Background Pulmonary nontuberculous mycobacteria (NTM) disease is a chronic progressive lung disease caused by environmental mycobacteria. Although epidemiological data indicate a potential genetic predisposition to NTM disease, the nature of this remains unclear. The present study aimed to identify host genes associated with susceptibility to Mycobacterium avium complex (MAC), the most common NTM pathogen. Methods We conducted a genome-wide association study (GWAS) in Japanese patients with pulmonary MAC and healthy controls, followed by genotyping of candidate SNPs in another group of patients and controls. For verification in European populations, we performed imputation to estimate genotypes of a candidate SNP from exome sequencing data. Findings The GWAS discovery set included 475 pulmonary MAC patients and 417 healthy subjects. After quality control filtering of genotyped variants, 622,723 autosomal variants were analysed. Both GWAS and replication analysis of 591 pulmonary MAC patients and 718 controls identified strongest association with chromosome 16p21, and particularly with rs109592 (p = 1.60E-13, odds ratio = 0.54).

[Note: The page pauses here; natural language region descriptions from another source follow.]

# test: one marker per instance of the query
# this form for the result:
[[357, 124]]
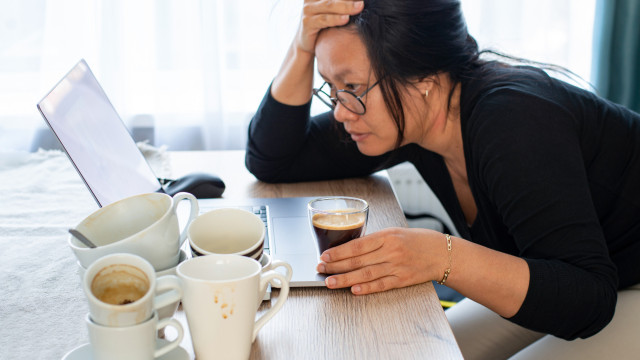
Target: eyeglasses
[[348, 99]]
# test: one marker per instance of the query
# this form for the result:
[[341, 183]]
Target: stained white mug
[[135, 342], [145, 225], [268, 264], [219, 299], [227, 231], [122, 290]]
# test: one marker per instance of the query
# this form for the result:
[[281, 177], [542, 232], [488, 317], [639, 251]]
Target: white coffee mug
[[145, 225], [268, 264], [122, 290], [136, 342], [163, 312], [227, 231], [219, 301]]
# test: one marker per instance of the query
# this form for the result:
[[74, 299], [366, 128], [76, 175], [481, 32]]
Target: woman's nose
[[342, 114]]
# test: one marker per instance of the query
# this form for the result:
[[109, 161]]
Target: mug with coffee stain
[[122, 290], [220, 293]]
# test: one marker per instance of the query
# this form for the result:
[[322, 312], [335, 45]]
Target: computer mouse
[[201, 185]]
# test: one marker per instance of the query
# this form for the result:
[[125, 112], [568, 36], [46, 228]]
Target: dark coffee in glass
[[337, 220], [336, 229]]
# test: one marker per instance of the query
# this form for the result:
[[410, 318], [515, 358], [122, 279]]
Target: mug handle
[[288, 271], [164, 283], [193, 212], [173, 344], [265, 278]]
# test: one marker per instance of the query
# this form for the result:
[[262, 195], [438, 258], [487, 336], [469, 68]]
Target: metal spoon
[[78, 235]]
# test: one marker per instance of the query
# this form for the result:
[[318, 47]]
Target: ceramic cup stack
[[124, 295], [145, 225], [238, 232]]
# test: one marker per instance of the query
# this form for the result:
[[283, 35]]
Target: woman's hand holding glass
[[387, 259], [320, 14]]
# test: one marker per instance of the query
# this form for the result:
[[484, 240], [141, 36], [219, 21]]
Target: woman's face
[[343, 63]]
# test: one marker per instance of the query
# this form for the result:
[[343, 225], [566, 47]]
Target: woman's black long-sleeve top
[[554, 171]]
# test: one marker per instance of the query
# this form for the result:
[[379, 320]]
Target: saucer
[[83, 352]]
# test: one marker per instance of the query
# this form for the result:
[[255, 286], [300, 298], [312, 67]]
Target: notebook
[[112, 167]]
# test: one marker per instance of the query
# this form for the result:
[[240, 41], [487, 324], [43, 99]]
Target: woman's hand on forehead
[[321, 14]]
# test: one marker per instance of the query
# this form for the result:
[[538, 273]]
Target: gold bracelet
[[448, 271]]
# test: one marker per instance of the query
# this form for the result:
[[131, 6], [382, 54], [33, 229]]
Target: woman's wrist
[[292, 85]]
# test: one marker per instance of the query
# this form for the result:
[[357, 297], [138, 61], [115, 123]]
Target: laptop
[[112, 167]]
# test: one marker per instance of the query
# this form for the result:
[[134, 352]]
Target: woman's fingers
[[317, 15], [364, 275], [356, 247]]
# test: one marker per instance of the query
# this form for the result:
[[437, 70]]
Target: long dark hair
[[414, 39]]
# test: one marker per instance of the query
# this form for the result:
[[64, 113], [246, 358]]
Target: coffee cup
[[219, 302], [135, 342], [337, 220], [145, 225], [268, 264], [227, 231], [122, 290], [163, 312]]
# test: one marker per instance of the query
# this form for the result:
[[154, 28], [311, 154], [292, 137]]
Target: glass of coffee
[[336, 220]]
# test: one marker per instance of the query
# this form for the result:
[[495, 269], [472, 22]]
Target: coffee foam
[[120, 284], [339, 221]]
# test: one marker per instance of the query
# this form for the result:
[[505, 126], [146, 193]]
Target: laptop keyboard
[[261, 211]]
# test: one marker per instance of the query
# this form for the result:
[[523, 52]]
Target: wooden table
[[318, 323]]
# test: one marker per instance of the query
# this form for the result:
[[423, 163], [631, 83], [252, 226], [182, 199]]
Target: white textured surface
[[42, 306]]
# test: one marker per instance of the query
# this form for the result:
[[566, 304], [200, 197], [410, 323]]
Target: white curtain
[[189, 74]]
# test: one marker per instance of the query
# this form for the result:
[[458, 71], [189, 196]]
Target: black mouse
[[201, 185]]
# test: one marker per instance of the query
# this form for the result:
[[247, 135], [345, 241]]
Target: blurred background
[[189, 74]]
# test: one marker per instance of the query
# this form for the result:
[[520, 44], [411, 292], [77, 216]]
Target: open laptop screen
[[95, 138]]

This SNP is located in an intronic region of the calcineurin like EF-hand protein 2 (CHP2) gene, and expression quantitative trait locus analysis showed association with lung CHP2 expression. Further, patient radiological findings showed that this SNP was associated with the nodular bronchiectasis disease subtype. This SNP is also significantly associated in European populations (p = 5.08E-06, odds ratio = 0.23). Interpretation These findings identify CHP2 as a candidate gene for further investigation of the pathogenesis of pulmonary MAC disease. Funding: JSPS KAKENHI, AMED, Keio Gijuku Academic Development Funds, NIH. Declaration of Interest: The authors declare no conflict of interest. Ethical Approval: This study was reviewed and approved by the research ethics committees of the Keio University School of Medicine (2012-0336), the Graduate School of Medicine, the University of Tokyo (G3579), and other collaborating institutions (UMI21692). Regarding European cohort, the subjects were enrolled in studies under National Institute of Allergy and Infectious Diseases Institutional Review Board-approved protocol (93-I-0119). All adult subjects provided written informed consent and all the experiments were performed in accordance with the relevant guidelines and regulations.